Todo aborto é um crime – Parte 4

"Fetus Monument" - Foto: A.Cock

Da série sem fim: “Fake News de Griffe” ou “As mentiras que a Velha Imprensa conta”

MPF recomenda e hospital realiza aborto mesmo sem sentença judicial

Na quinta-feira, dia 23 de junho, a forte pressão da Imprensa a serviço da Extrema-Esquerda no Brasil venceu mais uma “batalha”. O Hospital Universitário Polydoro Ernani de São Thiago, unidade de saúde pertencente à Universidade Federal de Santa Catarina (UFSC), em Florianópolis, recebeu do MPF a “recomendação” de que realizasse o aborto na menina de 11 anos, que a Imprensa à serviço da Extrema-Esquerda brasileira anunciou falsamente ter sido “estuprada” por um integrante da família, sem informar no entanto, que esse integrante da família, seria o filho de seu padrasto, de apenas 13 anos.

A “recomendação” do Ministério Público Federal indicou a interrupção da gravidez, independentemente de autorização judicial e da idade gestacional, porque “o caso estaria previsto pela lei.”

A gravidez foi interrompida no mesmo dia.

Recomendações do MPF são documentos emitidos – normalmente para órgãos públicos – com o intuito de que estes cumpram determinados dispositivos constitucionais ou legais.

A adoção da recomendação pelo seu destinatário pode evitar que ele seja acionado judicialmente.
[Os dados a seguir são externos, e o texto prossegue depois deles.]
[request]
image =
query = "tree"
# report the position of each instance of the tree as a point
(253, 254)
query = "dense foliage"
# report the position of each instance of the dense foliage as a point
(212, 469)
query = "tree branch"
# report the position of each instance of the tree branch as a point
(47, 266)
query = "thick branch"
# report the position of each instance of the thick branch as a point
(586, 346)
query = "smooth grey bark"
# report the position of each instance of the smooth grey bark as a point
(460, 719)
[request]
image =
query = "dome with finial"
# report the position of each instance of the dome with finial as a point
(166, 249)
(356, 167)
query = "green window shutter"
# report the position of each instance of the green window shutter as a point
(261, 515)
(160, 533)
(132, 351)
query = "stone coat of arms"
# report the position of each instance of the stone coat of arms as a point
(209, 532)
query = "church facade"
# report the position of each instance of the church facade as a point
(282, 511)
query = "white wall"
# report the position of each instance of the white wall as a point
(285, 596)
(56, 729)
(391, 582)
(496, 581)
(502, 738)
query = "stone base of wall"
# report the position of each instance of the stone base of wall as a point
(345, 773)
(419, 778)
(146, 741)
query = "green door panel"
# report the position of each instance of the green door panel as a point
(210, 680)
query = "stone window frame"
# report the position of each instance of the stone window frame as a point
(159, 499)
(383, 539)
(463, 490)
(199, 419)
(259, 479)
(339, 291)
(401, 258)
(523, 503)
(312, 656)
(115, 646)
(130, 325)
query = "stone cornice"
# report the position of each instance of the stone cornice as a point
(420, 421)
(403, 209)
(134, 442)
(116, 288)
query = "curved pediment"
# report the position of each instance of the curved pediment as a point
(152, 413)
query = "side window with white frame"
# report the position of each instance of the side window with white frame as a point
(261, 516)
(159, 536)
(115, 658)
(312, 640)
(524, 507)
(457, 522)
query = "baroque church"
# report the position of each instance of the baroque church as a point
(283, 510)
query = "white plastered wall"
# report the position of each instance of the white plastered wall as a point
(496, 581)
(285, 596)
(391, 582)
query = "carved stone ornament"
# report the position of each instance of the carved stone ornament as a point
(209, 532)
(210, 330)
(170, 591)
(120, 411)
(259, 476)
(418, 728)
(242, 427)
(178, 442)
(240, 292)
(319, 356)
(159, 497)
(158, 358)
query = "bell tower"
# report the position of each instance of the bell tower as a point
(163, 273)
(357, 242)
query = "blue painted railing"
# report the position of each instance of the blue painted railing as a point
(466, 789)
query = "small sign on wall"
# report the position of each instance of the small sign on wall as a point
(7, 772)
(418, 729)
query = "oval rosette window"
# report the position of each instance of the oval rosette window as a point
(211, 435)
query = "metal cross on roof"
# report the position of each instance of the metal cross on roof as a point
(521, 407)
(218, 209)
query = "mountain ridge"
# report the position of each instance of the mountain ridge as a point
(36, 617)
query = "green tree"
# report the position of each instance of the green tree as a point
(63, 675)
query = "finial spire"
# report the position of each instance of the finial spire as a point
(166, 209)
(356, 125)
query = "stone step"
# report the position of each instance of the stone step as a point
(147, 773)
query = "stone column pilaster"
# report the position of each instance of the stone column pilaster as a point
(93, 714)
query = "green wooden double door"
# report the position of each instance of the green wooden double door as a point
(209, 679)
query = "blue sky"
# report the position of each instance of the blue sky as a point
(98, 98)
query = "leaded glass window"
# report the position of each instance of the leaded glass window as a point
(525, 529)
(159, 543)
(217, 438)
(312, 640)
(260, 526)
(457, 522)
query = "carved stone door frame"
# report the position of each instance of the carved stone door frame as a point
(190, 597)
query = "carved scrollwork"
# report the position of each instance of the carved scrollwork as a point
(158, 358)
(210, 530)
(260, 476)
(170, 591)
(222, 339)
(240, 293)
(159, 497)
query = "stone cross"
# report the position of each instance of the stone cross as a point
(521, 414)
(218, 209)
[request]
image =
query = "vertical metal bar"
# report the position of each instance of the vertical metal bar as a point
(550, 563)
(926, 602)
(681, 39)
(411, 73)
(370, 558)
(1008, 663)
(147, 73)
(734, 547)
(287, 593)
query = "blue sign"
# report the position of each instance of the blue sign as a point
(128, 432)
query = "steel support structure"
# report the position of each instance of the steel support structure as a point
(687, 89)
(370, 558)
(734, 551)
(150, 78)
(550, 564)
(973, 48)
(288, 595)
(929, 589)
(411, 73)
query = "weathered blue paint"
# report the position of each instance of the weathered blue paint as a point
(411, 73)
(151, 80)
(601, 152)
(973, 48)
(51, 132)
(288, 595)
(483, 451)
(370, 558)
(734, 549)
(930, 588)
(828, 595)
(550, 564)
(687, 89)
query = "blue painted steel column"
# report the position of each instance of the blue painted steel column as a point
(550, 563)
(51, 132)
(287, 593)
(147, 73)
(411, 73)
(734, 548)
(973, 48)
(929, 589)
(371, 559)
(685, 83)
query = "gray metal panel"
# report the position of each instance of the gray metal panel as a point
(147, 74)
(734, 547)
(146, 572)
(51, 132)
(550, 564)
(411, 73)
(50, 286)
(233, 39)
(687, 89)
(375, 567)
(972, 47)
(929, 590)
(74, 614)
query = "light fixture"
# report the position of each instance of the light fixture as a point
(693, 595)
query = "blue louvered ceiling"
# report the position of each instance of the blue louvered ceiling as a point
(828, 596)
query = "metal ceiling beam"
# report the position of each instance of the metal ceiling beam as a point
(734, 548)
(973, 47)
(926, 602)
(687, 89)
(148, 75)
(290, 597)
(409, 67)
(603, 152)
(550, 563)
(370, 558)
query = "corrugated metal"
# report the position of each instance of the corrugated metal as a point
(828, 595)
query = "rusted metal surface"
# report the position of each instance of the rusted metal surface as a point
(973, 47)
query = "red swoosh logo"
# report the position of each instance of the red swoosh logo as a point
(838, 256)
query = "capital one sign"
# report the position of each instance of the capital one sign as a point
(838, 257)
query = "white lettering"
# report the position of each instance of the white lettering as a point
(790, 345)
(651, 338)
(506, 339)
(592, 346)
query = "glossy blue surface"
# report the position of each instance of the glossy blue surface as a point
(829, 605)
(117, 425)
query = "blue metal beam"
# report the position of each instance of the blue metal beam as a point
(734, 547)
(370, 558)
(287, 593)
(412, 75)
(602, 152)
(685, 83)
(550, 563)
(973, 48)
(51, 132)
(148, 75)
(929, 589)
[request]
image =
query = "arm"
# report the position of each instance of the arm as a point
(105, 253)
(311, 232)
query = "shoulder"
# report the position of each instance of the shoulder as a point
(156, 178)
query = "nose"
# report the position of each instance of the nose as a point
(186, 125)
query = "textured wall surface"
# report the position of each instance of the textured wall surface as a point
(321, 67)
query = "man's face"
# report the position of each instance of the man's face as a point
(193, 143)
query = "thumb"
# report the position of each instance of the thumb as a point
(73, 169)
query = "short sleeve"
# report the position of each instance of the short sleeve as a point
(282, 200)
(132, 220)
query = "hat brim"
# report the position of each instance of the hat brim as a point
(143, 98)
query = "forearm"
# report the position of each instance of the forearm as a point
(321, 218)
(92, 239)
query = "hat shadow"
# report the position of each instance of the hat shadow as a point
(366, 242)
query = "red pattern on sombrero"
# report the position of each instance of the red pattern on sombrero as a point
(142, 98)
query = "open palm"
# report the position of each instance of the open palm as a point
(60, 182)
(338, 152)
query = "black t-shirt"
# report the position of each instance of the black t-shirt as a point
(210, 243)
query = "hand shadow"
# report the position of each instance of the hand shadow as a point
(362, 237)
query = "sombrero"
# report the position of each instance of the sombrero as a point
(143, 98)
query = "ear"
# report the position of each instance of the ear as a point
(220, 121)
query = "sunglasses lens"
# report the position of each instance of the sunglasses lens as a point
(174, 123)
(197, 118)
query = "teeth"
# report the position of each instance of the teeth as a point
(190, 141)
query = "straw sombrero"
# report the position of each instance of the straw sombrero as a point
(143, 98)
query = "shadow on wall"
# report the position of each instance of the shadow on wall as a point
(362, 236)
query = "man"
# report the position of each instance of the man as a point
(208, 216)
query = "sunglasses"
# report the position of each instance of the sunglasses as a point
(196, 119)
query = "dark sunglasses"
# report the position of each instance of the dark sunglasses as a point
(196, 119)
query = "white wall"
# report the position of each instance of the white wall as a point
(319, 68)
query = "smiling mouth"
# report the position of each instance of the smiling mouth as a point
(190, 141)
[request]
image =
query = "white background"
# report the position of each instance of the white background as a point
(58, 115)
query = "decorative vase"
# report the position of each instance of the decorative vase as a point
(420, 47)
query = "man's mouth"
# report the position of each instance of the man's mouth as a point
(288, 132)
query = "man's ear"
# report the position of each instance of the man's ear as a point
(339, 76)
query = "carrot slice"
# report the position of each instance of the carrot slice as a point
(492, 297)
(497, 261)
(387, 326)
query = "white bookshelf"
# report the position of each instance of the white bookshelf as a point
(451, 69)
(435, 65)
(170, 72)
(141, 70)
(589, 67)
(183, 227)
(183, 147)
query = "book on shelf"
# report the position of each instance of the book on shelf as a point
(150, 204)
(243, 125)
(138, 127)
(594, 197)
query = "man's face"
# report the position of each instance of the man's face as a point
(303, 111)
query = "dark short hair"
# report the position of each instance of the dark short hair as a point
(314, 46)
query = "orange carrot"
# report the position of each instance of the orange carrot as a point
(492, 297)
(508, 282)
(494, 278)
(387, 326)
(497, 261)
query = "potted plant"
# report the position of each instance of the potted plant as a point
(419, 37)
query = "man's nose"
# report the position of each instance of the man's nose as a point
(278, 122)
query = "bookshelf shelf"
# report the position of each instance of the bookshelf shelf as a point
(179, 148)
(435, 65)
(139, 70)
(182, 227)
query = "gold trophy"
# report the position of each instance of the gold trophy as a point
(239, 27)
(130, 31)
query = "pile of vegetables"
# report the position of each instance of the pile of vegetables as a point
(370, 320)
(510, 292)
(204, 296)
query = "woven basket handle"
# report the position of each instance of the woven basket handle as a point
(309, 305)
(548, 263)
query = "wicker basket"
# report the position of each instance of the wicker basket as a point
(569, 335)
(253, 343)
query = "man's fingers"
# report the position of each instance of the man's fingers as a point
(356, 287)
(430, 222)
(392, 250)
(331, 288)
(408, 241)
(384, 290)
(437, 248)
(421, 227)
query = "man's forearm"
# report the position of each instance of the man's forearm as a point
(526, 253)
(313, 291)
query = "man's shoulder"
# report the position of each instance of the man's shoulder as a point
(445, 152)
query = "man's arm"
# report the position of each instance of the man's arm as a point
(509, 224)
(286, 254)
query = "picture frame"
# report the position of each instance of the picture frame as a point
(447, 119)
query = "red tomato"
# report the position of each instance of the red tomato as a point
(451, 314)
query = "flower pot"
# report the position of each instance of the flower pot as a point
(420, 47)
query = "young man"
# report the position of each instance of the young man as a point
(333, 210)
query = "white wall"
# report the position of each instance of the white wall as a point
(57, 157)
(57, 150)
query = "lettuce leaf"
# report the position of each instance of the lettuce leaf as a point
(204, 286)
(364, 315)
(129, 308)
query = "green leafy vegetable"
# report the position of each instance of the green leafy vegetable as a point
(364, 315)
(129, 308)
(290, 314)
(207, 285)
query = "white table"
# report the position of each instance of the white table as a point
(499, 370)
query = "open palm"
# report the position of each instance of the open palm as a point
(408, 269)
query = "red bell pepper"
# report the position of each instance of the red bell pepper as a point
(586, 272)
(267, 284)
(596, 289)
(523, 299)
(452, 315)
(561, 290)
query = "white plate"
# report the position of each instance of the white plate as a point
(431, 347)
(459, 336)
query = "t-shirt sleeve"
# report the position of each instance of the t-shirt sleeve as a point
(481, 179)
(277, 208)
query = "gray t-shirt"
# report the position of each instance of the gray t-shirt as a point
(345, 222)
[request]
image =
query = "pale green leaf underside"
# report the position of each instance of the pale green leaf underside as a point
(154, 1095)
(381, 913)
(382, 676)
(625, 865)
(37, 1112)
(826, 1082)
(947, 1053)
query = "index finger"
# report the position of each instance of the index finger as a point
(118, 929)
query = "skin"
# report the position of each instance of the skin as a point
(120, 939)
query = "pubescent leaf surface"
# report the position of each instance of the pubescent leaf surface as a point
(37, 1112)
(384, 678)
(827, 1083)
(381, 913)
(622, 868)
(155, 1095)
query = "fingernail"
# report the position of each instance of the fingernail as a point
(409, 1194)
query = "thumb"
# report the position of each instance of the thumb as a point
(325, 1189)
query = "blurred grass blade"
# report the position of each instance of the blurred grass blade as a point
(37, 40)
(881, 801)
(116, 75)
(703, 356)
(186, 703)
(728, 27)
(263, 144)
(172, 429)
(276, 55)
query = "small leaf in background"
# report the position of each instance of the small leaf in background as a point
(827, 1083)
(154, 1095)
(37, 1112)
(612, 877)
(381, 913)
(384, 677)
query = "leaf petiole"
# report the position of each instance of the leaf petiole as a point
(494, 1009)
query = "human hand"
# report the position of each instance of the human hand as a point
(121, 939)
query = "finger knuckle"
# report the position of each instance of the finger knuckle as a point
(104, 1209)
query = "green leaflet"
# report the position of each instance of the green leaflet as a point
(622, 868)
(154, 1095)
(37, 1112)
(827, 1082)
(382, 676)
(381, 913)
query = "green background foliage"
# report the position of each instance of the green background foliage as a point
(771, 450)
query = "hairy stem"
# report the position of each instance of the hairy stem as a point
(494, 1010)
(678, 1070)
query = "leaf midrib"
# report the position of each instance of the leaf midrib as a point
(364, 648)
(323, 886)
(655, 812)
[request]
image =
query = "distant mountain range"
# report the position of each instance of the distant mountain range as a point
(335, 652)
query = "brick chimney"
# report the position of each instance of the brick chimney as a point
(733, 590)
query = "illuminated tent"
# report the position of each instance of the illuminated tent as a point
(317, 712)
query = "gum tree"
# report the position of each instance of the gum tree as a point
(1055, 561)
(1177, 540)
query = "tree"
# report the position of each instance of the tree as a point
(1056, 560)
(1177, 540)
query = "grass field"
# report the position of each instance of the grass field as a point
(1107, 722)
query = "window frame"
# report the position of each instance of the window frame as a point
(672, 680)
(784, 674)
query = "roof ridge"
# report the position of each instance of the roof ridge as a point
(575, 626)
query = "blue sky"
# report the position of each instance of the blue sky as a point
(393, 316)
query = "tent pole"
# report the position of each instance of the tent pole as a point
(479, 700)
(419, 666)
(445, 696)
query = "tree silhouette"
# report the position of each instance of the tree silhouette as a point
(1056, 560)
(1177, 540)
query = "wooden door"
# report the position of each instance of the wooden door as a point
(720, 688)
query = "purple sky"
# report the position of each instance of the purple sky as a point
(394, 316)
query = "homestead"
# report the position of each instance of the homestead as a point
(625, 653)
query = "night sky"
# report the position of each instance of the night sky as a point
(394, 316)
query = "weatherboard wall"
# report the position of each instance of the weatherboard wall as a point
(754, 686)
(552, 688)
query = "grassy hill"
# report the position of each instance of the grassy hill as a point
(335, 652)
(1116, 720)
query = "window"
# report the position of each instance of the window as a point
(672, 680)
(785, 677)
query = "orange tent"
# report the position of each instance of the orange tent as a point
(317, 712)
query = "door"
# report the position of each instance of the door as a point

Neste caso, o Ministério Público assumiu o papel de juiz, já que a recomendação teve o mesmo efeito de um “cumpra-se” togado. E o mais triste: teve o caráter de pena de morte, de execução sumária. Lamentavelmente, para aquela vida, não houve direito à apelação.

Juristocracia Bolivariana espalha suas raízes

No Brasil de hoje, aparelhado pela Esquerda, vivemos cada vez mais sob uma ditadura juristocrática bolivariana, formada por autoridades que nunca receberam um voto além daqueles dados pelo assaltante de cofres públicos de 9 dedos, pela ex-terrorista comunista assaltante de bancos e mais recentemente, pelo temerário vampiro das mesóclises (“lembrar-se-á”, o leitor mais atento).

Mesmo assim, assistimos, dia sim, dia também, notícias da prática – que já se tornou um vício nas mais altas instâncias do Judiciário brasileiro – de invadir atribuições ou usurpar prerrogativas privativas do Poder Executivo. Como no exemplo da proibição de escolha pelo Presidente da República de um diretor-geral da Polícia Federal, que pela Constituição, apesar de, acredite se quiser, este agente público integrar a estrutura hierárquica da Presidência da República.

Também assistimos a usurpação da atribuição privativa do Poder Legislativo, de legislar. Como no exemplo da criminalização da homofobia, determinada por uma canetada pelo STF.

E até avanços sobre  atribuições do Ministério Público – entidade à qual cabe, segundo nossa pobre constituição constantemente estuprada – juntamente com a polícia executiva do país, a prerrogativa de abrir inquéritos e procedimentos investigativos. Algo que o STF se habituou a fazer de ofício, rasgando diuturnamente a Constituição.

“Ativismo político-jurídico, MPF?”

Parece que no caso do “homicídio uterino” – como é descrito o aborto pelo eminente jurista Ives Gandra Martins – de um bebê no sétimo mês de gestação em Santa Catarina, o Ministério Público Federal se inspirou no recorrente ativismo político-judicial dos supremos-iluminados-jamais-eleitos-pelo-povo, ao “recomendar” que o hospital realizasse o aborto antes mesmo de uma determinação judicial.

“O hospital comunicou, no prazo estabelecido” [pela recomendação do próprio MPF] “que foi procurado pela paciente e sua representante legal e adotou as providências para a interrupção da gestação da menor”, diz a nota oficial do Ministério Público Federal de Santa Catarina.

Infelizmente, tudo leva a crer que se descobriu tardiamente, neste caso, que era falsa a alegação feita para justificar a recomendação do aborto.  Eufemismo para “assassinato de um bebê no ventre da mãe.” Porque a hipótese de estupro, que  supostamente se adequaria aos excludentes de ilicitude em que a legislação no País tolera o aborto, não seria verdadeira.